In [2]:
video_list_f = 'videos_data/5760-L01-video_details.json'

In [3]:
# Import the json module to work with JSON data
import json

# Initialize an empty list to store video IDs
video_ids = []

# Open the JSON file containing the video list
with open(video_list_f) as f:
    # Load the JSON data from the file
    video_list = json.load(f)
    
    # Loop through each video in the video list
    for video in video_list:
        # Loop through each item in the video's items
        for item in video['items']:
            # Append the video ID to the list of video IDs
            video_ids.append(item['id'])


In [4]:
from youtube_transcript_api import YouTubeTranscriptApi
from youtube_transcript_api._errors import TranscriptsDisabled, NoTranscriptFound

def check_transcript_availability(video_id):
    try:
        transcript_list = YouTubeTranscriptApi.list_transcripts(video_id)
        return True
    except (TranscriptsDisabled, NoTranscriptFound):
        return False


In [5]:
for videos in video_ids:
    transcript_available = check_transcript_availability(videos)
    if transcript_available:
        print(f"Transcripts are available for video ID: {videos}")
    else:
        print(f"No transcripts found for video ID: {videos}")

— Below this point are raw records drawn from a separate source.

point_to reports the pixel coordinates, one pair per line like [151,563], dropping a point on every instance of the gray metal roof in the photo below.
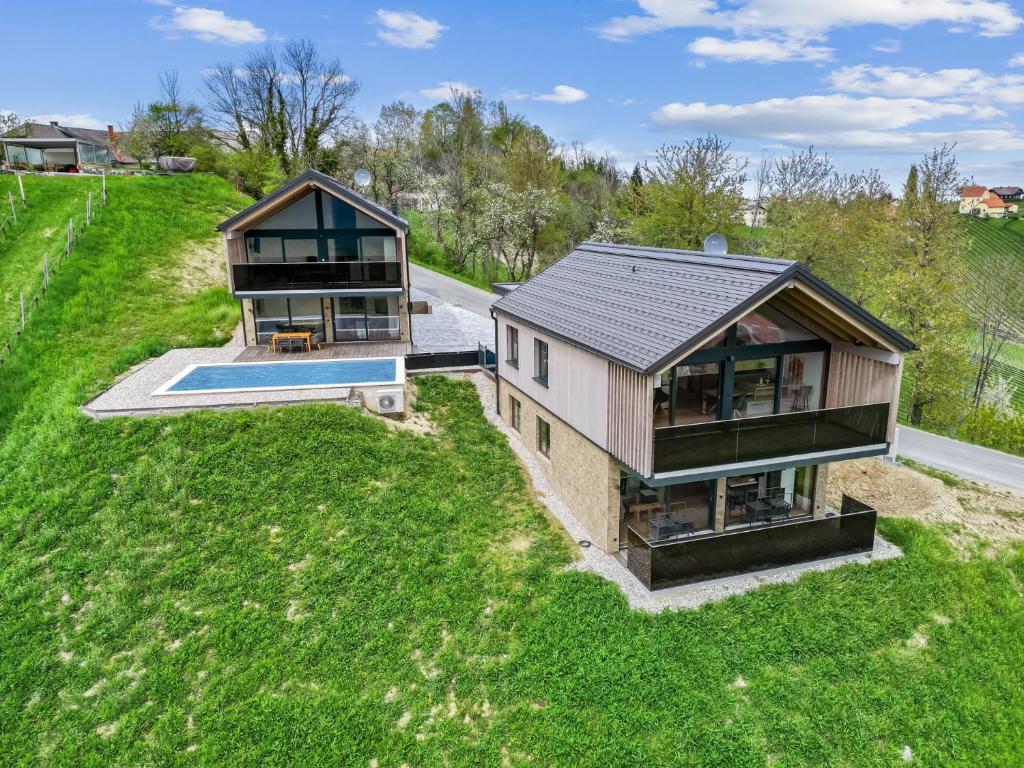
[331,184]
[642,306]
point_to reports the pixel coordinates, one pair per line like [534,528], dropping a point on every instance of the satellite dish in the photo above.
[716,244]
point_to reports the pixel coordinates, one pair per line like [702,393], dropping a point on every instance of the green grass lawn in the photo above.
[305,586]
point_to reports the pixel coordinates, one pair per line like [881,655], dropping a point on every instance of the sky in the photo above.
[876,83]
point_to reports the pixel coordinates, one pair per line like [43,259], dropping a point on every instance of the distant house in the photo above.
[687,406]
[987,204]
[1008,193]
[57,147]
[755,214]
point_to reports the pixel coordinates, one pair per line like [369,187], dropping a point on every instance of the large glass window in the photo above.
[754,388]
[768,326]
[695,397]
[802,376]
[666,512]
[350,318]
[770,497]
[270,313]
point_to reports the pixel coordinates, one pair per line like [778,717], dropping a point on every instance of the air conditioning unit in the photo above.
[390,400]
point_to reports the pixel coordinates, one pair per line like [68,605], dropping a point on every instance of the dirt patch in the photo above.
[197,267]
[900,492]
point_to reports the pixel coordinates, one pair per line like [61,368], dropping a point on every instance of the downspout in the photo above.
[498,381]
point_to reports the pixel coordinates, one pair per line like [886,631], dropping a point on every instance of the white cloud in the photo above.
[834,121]
[209,26]
[889,45]
[759,49]
[445,89]
[562,94]
[809,17]
[82,120]
[961,83]
[408,30]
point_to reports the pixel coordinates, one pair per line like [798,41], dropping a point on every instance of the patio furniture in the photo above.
[295,341]
[666,526]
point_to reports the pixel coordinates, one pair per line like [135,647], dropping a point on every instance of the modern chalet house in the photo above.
[316,256]
[687,406]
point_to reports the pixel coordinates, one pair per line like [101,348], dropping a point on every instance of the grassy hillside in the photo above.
[305,586]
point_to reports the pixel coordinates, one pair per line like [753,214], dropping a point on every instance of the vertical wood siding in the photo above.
[631,424]
[857,380]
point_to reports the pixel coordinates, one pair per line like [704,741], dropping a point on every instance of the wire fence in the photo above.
[53,258]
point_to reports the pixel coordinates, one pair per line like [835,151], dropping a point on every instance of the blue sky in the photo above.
[875,82]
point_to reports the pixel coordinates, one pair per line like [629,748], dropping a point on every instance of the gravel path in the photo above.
[593,560]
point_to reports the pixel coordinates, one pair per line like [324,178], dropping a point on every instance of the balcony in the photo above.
[313,275]
[829,434]
[673,563]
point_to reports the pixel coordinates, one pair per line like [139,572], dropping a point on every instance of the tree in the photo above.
[171,125]
[388,148]
[8,122]
[291,103]
[515,222]
[997,313]
[694,188]
[921,294]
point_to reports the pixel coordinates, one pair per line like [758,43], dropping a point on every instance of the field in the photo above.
[308,586]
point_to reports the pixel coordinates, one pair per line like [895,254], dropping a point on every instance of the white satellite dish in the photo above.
[716,244]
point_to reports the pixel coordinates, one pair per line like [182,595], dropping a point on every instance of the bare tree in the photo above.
[291,103]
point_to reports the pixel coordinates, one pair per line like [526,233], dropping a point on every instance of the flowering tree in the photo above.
[515,222]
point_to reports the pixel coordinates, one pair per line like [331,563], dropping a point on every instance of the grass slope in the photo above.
[304,586]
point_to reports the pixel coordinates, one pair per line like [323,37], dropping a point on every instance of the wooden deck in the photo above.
[329,352]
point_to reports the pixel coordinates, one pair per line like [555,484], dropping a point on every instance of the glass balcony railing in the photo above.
[760,546]
[767,437]
[316,274]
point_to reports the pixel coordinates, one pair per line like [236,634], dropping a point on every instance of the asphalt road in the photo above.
[973,462]
[451,290]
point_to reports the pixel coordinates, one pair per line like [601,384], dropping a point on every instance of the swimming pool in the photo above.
[260,377]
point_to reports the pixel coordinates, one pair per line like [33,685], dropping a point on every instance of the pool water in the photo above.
[240,377]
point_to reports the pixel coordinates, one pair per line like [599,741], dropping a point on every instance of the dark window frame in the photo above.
[512,341]
[542,356]
[543,437]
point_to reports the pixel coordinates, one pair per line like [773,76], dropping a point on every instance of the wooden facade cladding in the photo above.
[858,376]
[631,428]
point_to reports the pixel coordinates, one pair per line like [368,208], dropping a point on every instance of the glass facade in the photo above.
[273,315]
[363,318]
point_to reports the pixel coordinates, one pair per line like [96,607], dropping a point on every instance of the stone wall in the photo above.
[583,474]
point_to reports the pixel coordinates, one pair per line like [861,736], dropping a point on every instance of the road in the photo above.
[973,462]
[451,290]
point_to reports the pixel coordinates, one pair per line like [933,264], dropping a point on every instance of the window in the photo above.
[543,437]
[513,344]
[541,361]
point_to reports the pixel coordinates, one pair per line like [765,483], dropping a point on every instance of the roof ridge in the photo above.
[755,263]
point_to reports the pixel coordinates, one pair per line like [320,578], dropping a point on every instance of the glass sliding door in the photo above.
[350,318]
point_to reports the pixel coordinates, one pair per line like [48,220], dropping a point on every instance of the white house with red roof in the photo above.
[984,203]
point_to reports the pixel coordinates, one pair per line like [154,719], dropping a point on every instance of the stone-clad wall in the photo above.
[585,476]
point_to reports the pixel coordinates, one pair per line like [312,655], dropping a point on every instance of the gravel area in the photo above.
[449,328]
[592,560]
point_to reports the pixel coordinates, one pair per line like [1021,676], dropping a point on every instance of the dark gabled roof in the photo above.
[48,130]
[642,307]
[327,182]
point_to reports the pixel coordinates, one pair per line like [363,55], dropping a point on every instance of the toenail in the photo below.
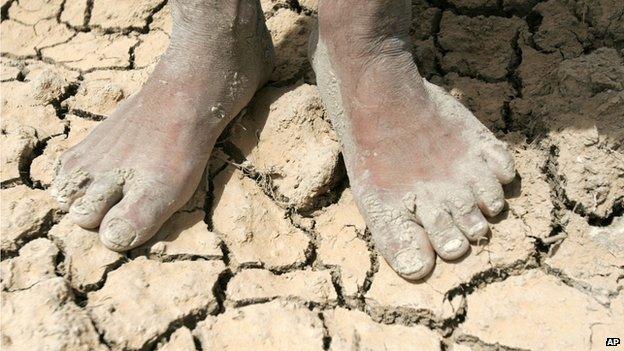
[81,208]
[497,205]
[478,229]
[407,262]
[119,234]
[452,245]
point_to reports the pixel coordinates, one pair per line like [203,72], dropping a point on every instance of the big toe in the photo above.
[446,238]
[100,196]
[400,240]
[135,219]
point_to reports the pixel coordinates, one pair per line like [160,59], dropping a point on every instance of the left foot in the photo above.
[145,161]
[416,158]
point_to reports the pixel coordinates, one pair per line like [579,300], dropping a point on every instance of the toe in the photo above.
[500,161]
[400,240]
[101,195]
[489,195]
[407,249]
[467,216]
[69,186]
[135,219]
[473,224]
[447,240]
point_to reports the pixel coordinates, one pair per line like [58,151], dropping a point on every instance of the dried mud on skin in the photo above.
[271,253]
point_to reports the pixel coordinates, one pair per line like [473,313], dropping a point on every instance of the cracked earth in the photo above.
[271,253]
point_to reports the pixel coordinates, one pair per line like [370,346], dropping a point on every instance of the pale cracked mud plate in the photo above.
[271,253]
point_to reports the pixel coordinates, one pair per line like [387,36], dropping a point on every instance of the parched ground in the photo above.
[271,253]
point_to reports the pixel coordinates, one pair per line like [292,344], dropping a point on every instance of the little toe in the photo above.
[135,219]
[467,216]
[67,187]
[447,240]
[500,161]
[473,224]
[489,195]
[101,195]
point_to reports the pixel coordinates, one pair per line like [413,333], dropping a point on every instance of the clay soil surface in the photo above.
[271,253]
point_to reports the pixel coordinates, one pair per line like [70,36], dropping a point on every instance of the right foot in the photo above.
[423,169]
[145,161]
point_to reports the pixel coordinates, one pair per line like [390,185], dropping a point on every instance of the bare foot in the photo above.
[416,157]
[145,161]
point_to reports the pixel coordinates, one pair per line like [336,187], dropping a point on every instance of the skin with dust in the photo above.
[423,169]
[144,161]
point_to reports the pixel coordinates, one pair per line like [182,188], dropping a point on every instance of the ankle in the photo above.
[365,32]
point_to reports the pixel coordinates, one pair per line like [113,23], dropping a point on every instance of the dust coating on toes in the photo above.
[428,217]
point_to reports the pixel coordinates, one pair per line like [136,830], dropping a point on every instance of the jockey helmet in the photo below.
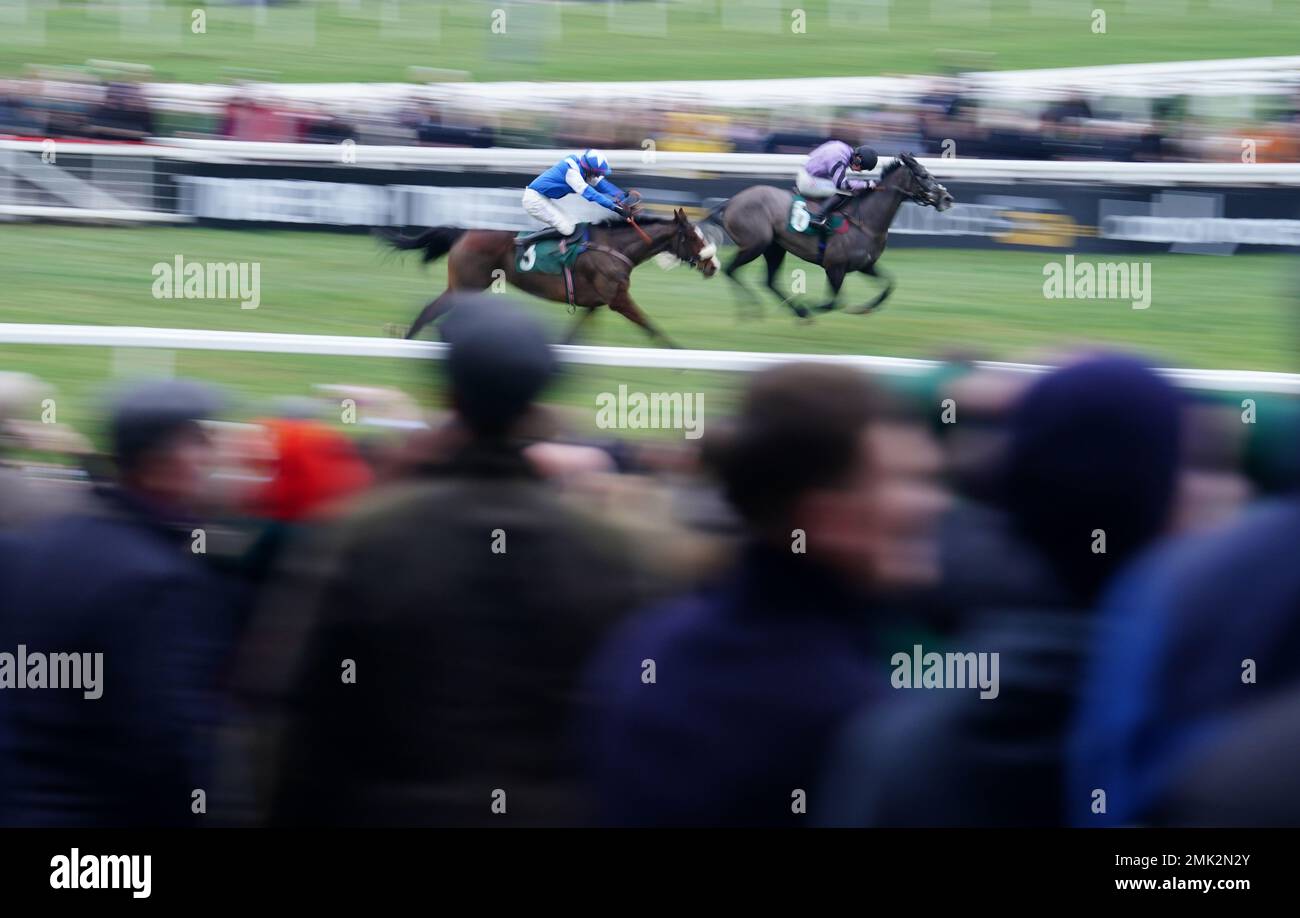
[867,156]
[594,161]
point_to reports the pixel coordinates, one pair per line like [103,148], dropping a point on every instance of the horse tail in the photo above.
[436,242]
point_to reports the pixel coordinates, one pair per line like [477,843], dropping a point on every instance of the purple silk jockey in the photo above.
[826,176]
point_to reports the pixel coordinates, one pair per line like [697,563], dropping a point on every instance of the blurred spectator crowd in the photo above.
[947,120]
[485,616]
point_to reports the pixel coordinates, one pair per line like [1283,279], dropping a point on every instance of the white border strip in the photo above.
[636,161]
[649,358]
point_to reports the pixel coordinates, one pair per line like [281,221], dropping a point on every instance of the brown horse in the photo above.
[601,275]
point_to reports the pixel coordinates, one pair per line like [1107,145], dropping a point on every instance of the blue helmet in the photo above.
[594,161]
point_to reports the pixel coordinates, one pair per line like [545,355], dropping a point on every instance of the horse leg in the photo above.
[623,304]
[742,258]
[884,294]
[434,310]
[774,255]
[835,276]
[579,323]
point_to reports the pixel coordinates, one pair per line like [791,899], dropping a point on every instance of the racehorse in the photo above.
[758,221]
[601,275]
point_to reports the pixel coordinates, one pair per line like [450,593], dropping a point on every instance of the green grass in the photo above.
[683,39]
[1223,312]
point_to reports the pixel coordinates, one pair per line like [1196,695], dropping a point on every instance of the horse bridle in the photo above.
[923,195]
[706,251]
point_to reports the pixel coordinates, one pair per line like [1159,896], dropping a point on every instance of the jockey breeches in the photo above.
[541,207]
[811,186]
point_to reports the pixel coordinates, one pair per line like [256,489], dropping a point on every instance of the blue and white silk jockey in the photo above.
[585,174]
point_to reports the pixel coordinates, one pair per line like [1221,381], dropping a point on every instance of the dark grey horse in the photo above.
[758,221]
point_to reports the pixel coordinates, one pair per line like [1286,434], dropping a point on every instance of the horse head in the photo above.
[690,246]
[918,185]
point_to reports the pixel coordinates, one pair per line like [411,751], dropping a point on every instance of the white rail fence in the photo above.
[148,182]
[648,358]
[1226,77]
[655,161]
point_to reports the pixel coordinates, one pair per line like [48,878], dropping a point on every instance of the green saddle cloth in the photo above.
[545,255]
[801,221]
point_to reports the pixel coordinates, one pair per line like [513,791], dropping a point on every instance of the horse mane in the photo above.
[641,219]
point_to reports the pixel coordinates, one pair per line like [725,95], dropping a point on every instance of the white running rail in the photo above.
[329,345]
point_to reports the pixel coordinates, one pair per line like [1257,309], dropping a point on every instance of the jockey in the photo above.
[584,173]
[826,174]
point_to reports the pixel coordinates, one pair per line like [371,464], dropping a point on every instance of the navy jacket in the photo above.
[126,585]
[750,683]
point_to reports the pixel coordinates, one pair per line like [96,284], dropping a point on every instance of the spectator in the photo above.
[716,708]
[125,583]
[1201,635]
[1092,447]
[122,116]
[468,602]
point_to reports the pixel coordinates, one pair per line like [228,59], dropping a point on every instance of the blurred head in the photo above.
[692,247]
[919,185]
[499,362]
[159,446]
[594,163]
[800,458]
[1093,446]
[863,159]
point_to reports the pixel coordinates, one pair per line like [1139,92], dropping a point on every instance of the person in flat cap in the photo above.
[128,580]
[468,601]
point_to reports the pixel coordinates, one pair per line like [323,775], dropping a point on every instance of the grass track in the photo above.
[342,40]
[1226,312]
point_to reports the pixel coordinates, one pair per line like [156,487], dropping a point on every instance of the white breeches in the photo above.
[540,207]
[811,186]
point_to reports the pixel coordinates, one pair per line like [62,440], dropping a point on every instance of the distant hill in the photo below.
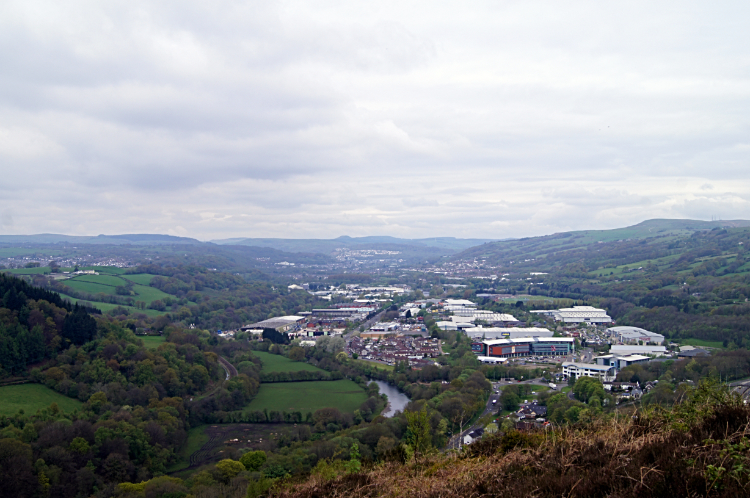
[327,246]
[536,248]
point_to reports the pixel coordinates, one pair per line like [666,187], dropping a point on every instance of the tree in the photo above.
[227,469]
[78,326]
[418,431]
[510,400]
[253,460]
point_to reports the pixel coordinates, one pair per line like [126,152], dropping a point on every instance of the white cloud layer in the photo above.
[413,119]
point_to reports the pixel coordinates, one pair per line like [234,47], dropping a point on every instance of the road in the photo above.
[491,407]
[228,368]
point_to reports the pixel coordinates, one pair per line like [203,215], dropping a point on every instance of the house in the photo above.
[692,353]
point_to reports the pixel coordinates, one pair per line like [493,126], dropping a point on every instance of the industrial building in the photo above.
[634,335]
[480,333]
[578,314]
[530,346]
[353,314]
[620,361]
[605,373]
[280,323]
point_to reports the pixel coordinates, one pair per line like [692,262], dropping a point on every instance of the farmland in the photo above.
[33,397]
[153,341]
[104,307]
[140,278]
[208,443]
[278,363]
[308,396]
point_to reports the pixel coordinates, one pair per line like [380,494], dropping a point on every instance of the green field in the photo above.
[308,396]
[100,279]
[29,271]
[148,294]
[89,287]
[109,306]
[33,397]
[701,343]
[153,341]
[278,363]
[139,278]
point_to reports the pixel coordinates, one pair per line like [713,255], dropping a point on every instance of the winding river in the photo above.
[397,400]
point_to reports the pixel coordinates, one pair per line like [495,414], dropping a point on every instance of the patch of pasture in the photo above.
[278,363]
[308,396]
[139,278]
[149,294]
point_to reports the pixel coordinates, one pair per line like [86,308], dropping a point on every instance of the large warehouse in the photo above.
[634,335]
[529,346]
[578,314]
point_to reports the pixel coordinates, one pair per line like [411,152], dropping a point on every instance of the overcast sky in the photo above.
[413,119]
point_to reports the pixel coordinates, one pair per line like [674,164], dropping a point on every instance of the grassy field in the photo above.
[139,278]
[100,279]
[108,306]
[33,397]
[29,271]
[89,287]
[278,363]
[153,341]
[308,396]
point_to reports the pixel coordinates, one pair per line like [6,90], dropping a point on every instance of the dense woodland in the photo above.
[139,403]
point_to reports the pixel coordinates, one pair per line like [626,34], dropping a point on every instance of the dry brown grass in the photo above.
[651,455]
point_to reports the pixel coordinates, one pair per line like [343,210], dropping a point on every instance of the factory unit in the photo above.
[628,350]
[605,373]
[529,346]
[620,361]
[634,335]
[578,314]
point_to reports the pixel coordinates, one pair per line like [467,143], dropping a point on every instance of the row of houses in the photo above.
[416,350]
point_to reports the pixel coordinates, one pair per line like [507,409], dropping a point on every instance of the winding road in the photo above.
[228,368]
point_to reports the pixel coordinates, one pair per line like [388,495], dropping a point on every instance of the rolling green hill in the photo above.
[545,251]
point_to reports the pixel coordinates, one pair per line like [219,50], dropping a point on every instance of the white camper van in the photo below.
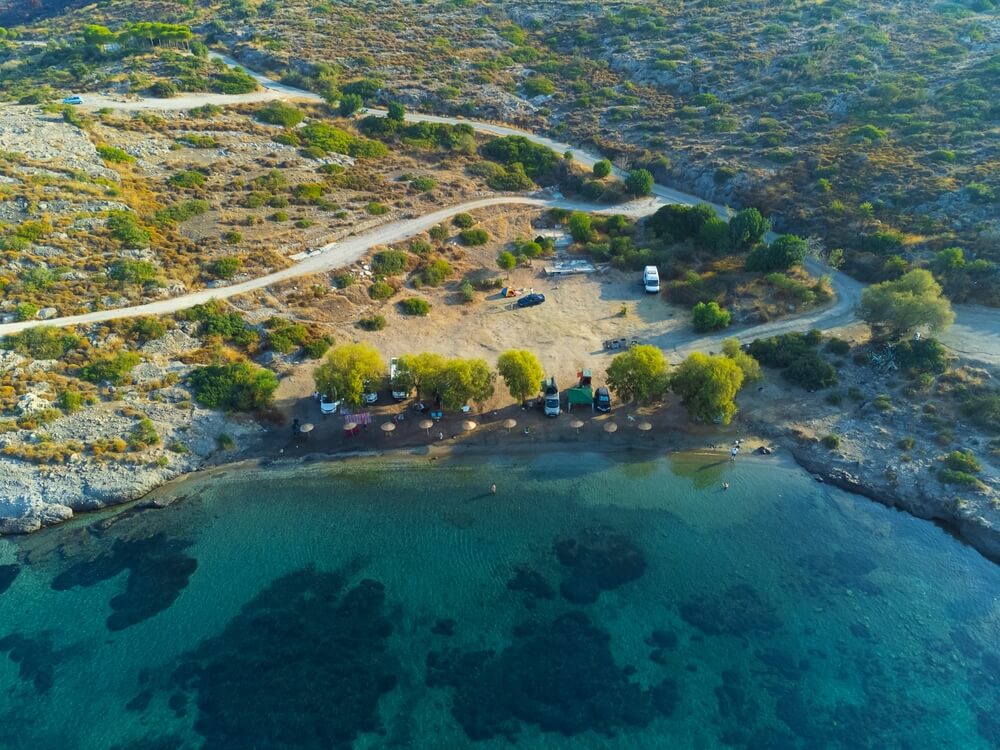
[651,280]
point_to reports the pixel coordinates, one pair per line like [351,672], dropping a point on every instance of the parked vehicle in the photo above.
[551,403]
[530,300]
[602,399]
[651,279]
[328,405]
[398,393]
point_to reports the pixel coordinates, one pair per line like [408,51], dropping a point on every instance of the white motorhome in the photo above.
[651,280]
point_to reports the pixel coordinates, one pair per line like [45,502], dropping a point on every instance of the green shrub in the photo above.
[963,461]
[280,113]
[188,178]
[114,155]
[372,323]
[389,262]
[415,306]
[114,370]
[237,386]
[381,290]
[467,291]
[474,237]
[709,317]
[316,348]
[143,435]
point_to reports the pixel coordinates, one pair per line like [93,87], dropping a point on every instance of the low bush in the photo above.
[237,386]
[114,370]
[474,237]
[372,323]
[415,306]
[381,290]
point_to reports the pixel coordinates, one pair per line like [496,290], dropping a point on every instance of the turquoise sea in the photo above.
[593,602]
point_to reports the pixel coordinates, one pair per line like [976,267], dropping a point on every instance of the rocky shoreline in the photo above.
[973,530]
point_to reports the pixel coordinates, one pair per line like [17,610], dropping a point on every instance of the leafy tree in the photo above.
[522,373]
[786,251]
[581,226]
[747,228]
[639,374]
[639,182]
[708,316]
[750,366]
[896,308]
[415,306]
[506,261]
[707,386]
[349,104]
[347,369]
[236,386]
[680,222]
[714,236]
[279,113]
[114,369]
[396,112]
[472,237]
[419,372]
[128,271]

Transcripts are available for video ID: zbFHYjaqjzw
Transcripts are available for video ID: sjV7NNwm1GU
Transcripts are available for video ID: -Xj7zDwwU_I
Transcripts are available for video ID: eKN22NFl58U
Transcripts are available for video ID: sM-VI3alvAI
Transcripts are available for video ID: QLT1vrnJXWI
Transcripts are available for video ID: dhRIHF1DENI
Transcripts are available for video ID: rphiCdR68TE
Transcripts are available for video ID: z7aqJpKfPC0
Transcripts are available for video ID: SXmVnHgwOZs


In [17]:
from youtube_transcript_api import YouTubeTranscriptApi
from youtube_transcript_api.formatters import JSONFormatter

video_id = video_ids[1]

# Must be a single transcript.
transcript = YouTubeTranscriptApi.get_transcript(video_id)

formatter = JSONFormatter()

# .format_transcript(transcript) turns the transcript into a JSON string.
json_formatted = formatter.format_transcript(transcript)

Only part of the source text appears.